Plaid Cymru local government spokesman Rhodri Glyn Thomas welcomed the Government’s change of heart.
He said: “This will be a positive step forward. It cannot be right that some low-paid council workers are denied a living wage while the pay of council chief officers continues to rise.
“And it is ludicrous, for example, that the chief executives of Carmarthenshire and Pembrokeshire councils are paid more than the chief executive of Swansea council.
“It has become increasingly clear in recent months that the people of Wales support Plaid Cymru’s attempts to bring senior officer pay under control.
“Senior pay is currently set individually by each local authority. This results in 22 different pay policies existing across Wales, despite councils being told to collaborate on a range of issues.”

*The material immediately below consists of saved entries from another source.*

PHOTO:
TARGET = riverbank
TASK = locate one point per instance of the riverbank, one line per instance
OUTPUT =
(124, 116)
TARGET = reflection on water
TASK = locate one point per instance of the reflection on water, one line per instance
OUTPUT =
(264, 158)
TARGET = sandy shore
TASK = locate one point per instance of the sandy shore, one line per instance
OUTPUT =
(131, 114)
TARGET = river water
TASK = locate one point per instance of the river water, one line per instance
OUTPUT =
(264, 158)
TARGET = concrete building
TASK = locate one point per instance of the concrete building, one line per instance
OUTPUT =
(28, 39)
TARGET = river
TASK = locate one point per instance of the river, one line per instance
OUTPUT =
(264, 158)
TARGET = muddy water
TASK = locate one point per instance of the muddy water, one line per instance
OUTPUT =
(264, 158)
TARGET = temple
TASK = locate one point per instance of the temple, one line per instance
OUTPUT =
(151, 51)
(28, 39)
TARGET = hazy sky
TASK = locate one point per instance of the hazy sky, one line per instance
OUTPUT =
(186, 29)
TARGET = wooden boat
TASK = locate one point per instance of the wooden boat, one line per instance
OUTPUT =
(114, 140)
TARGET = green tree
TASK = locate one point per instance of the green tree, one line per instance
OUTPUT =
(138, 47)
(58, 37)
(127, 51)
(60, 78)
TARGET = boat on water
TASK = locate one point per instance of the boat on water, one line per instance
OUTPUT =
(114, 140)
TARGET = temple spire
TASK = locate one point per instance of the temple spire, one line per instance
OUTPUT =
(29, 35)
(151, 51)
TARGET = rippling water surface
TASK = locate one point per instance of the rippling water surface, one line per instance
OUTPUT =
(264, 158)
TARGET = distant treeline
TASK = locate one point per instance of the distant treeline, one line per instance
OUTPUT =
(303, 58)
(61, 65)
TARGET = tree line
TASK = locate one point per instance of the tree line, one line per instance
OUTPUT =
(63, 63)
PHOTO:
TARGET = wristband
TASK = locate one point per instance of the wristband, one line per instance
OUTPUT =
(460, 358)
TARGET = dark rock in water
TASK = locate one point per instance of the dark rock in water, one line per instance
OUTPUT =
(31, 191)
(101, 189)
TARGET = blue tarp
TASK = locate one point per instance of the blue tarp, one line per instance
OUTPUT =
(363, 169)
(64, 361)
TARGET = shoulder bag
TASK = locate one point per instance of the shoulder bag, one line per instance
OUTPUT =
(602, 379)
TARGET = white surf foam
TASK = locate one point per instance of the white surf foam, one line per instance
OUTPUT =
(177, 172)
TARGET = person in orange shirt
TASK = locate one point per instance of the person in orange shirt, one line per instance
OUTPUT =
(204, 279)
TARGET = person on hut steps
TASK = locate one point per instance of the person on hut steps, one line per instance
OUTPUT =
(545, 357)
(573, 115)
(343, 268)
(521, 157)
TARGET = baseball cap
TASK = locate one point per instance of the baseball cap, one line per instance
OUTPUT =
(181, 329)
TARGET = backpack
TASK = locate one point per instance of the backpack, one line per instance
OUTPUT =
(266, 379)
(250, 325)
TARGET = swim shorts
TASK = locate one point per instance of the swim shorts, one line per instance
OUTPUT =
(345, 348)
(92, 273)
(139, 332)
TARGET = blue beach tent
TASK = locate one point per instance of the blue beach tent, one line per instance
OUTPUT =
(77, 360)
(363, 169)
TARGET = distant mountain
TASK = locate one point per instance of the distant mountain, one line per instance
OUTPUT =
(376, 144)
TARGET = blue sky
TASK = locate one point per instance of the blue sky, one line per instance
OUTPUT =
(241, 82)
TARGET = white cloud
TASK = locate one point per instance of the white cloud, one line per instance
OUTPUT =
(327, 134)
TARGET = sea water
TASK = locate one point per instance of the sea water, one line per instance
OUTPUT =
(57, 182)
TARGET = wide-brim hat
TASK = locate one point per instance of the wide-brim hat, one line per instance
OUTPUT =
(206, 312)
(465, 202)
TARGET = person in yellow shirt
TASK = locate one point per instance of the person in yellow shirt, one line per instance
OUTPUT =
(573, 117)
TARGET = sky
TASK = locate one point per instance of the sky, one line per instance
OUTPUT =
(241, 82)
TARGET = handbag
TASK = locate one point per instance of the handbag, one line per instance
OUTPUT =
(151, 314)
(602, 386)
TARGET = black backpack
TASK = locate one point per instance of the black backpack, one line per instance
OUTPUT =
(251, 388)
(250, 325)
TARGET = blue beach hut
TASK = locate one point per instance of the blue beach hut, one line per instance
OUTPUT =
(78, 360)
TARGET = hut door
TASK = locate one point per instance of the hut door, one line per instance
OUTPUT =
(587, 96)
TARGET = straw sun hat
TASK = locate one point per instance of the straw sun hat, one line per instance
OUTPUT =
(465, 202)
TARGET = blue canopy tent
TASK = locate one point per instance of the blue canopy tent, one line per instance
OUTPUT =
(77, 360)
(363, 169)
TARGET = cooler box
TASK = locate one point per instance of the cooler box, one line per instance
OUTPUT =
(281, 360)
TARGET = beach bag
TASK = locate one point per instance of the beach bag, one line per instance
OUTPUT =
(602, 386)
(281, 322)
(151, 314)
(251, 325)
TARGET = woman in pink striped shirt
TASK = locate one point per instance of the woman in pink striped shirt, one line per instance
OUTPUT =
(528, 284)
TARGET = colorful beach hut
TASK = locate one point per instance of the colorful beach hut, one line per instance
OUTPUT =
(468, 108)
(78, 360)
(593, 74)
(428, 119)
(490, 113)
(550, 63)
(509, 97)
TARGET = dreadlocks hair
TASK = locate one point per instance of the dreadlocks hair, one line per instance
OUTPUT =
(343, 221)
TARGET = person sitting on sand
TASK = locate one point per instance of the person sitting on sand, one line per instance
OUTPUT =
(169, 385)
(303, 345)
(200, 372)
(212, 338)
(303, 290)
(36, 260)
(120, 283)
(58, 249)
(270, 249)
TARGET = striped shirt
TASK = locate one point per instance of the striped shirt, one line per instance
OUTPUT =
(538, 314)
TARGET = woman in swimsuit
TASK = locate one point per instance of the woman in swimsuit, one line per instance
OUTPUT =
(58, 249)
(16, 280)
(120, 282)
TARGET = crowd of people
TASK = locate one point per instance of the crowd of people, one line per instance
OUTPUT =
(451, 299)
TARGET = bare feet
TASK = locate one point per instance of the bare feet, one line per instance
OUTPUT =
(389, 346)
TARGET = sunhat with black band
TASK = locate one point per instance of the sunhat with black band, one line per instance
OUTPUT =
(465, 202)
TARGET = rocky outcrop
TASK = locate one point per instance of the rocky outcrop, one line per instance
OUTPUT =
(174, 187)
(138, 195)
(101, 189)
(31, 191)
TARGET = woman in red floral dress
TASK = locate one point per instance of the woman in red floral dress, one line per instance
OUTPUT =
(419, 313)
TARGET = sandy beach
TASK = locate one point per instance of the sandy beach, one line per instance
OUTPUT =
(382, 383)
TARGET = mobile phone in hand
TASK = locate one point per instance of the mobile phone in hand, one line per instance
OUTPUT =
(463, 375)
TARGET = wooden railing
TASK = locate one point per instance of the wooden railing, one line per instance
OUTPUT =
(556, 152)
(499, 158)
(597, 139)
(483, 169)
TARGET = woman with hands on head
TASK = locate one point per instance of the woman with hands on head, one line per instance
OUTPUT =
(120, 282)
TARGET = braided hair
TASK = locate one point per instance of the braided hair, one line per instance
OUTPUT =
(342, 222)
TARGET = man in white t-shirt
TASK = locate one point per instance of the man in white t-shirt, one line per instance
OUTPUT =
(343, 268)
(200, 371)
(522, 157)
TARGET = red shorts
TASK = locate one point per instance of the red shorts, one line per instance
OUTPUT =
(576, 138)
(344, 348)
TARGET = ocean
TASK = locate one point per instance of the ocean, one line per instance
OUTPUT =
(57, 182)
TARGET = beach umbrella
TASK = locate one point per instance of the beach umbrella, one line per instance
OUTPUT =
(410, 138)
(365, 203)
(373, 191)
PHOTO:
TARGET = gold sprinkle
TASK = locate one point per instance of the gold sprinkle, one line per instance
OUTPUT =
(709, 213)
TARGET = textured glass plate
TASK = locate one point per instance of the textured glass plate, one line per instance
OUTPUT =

The interesting here may ne that the opposition parties seem to be acting in unison as they did recently over the proposed "downgrading" of the Royal Glamorgan Hospital.
Plaid supporters may be loath to see the party apparently working with the Tories but in both cases the cause is a right one.
Labour who are still relying on voters blaming everything on the Westminster coalition seem content to do nothing in the Assembly passing health reforms to the local Welsh Boards (in the case of the Royal Glamorgan etc) and then denying responsibility.
Or Carwyn Jones giving us a yearly progress on his Governments progress which appears which is a mass of statics but where his government set no targets.
The whole of the Assembly need to shake of its lethargy and if this means the Opposition parties increasingly attack together . So be it.